No, I Think You Missed The Point…

“If you think a control-system attack that takes down a utility even for a few hours is not serious, just look at what is happening now that Mother Nature has taken out those utilities,” Napolitano said at a Washington Post cybersecurity event, noting the effects in some cases can be “life threatening.”

While yes, cybersecurity should be taken seriously, Sandy is not an example of how dangerous a cyber attack could be.

What do I mean I hear you cry?  Sandy is a prime example of what someone could do to physically interrupt the power system.  While you could find a way to get a breaker to open or close unintentionally, the easier method of disrupting utilities is to find critical points and physically knock them out.

First, let me do a quick explanation of what’s going on in the NYC area.  Most power distribution in the NYC area is below ground.  This makes it below sea level.  This is one of the reasons they shut down many areas early, in an effort to protect equipment so that it can return to service more quickly.  Still, that equipment has to be cleaned, transformers for example have to be washed, insulation checked, and refilled with cooling oil.  This takes time, though much less time than having to fly in a replacement transformer, removing the old one, and installing and commissioning the new one.

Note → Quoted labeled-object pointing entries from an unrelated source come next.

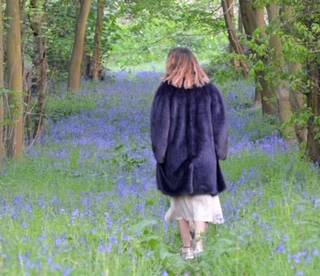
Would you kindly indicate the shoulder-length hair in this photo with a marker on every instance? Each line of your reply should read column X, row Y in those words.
column 183, row 69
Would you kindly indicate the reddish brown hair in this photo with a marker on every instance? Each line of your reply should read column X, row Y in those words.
column 183, row 69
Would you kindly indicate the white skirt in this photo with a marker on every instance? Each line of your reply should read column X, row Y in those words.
column 195, row 208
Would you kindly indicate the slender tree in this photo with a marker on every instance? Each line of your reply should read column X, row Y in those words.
column 228, row 12
column 97, row 54
column 297, row 97
column 277, row 61
column 310, row 36
column 40, row 64
column 253, row 21
column 14, row 80
column 77, row 52
column 1, row 91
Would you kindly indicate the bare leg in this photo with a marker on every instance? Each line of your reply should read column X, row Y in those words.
column 200, row 228
column 185, row 232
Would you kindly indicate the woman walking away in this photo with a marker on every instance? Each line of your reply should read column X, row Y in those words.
column 189, row 137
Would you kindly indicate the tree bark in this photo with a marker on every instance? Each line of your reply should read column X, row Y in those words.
column 77, row 53
column 1, row 91
column 235, row 45
column 297, row 98
column 252, row 19
column 313, row 101
column 279, row 85
column 40, row 64
column 97, row 54
column 15, row 80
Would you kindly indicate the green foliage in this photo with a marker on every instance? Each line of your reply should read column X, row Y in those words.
column 61, row 107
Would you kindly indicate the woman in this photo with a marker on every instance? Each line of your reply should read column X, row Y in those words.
column 189, row 136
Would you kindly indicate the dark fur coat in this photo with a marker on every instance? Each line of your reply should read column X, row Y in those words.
column 189, row 137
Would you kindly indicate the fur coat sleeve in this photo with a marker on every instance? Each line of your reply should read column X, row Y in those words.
column 219, row 123
column 160, row 122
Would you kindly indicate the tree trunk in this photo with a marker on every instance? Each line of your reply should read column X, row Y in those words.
column 235, row 45
column 252, row 19
column 40, row 63
column 97, row 54
column 77, row 53
column 14, row 75
column 278, row 63
column 1, row 91
column 297, row 99
column 313, row 101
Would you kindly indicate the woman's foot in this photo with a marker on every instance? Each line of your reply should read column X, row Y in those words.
column 187, row 253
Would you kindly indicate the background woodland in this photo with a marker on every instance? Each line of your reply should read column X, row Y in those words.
column 273, row 43
column 77, row 185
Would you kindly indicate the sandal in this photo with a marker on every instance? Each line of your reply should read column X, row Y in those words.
column 187, row 253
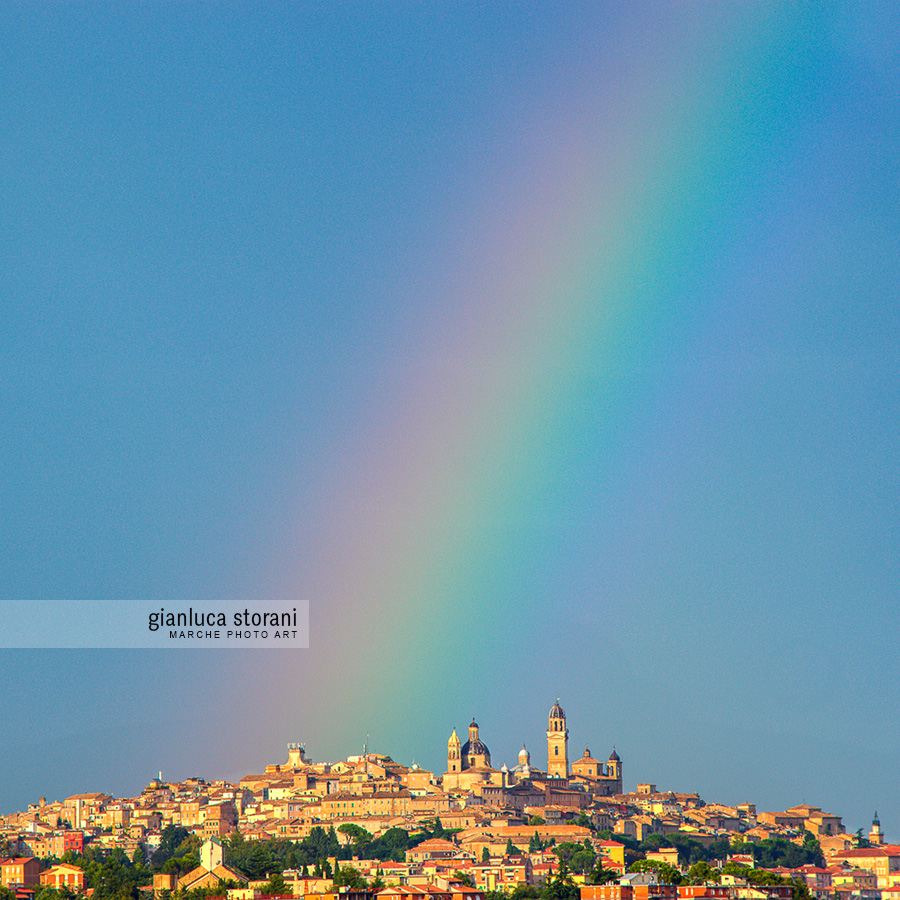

So what we have is a bunch of distribution points that were/are full of water, need to be drained, the equipment cleaned, checked, maintained, and replaced possibly in some instances.  All of this must be done before re-energizing that circuit.

So why did I take the time to explain all that?  Well because it illustrates that if done properly, a physical attack, can easily do more damage than any cyber attack, and even more than that you have decreased the potential recovery time.  But that’s not all.  Say you execute an attack on physical infrastructure and take out 2 transmission level transformers on a main artery.

You have now done triple digit damage in the millions if not more.  Plus it will take 2-3 years, at a minimum, to replace the transformers.  Any stock they have for those transformers is in very limited supply.  This means if you hit a couple of places at once, you could very well permanently cripple the ability for a region to get the power necessary to operate.

Seriously, think about this, cyber-security to protect assets worth millions of dollars and provide hundreds of millions in revenue are going to be left unguarded by their owners and operators?  Get real.  The bigger and harder problem is physical security.  How do you stop someone from running a truck into a transmission tower?

Why do I bring all this up?  Because our overlords often start screaming about “necessity” in an effort to create new regulations and requirements which honestly are unnecessary.  They’re unnecessary because do you think a utility company doesn’t want to protect its equipment?  For every minute a transmission line is down they’re loosing millions of dollars in lost revenue.

We’ve seen these cries before and yet again it is to drum up “FUD” among people who don’t really understand how the system works.  FUD is how you make a bunch of people clamor to do something when nothing really needs to be done.  That’s what Janet’s doing with her latest ramblings.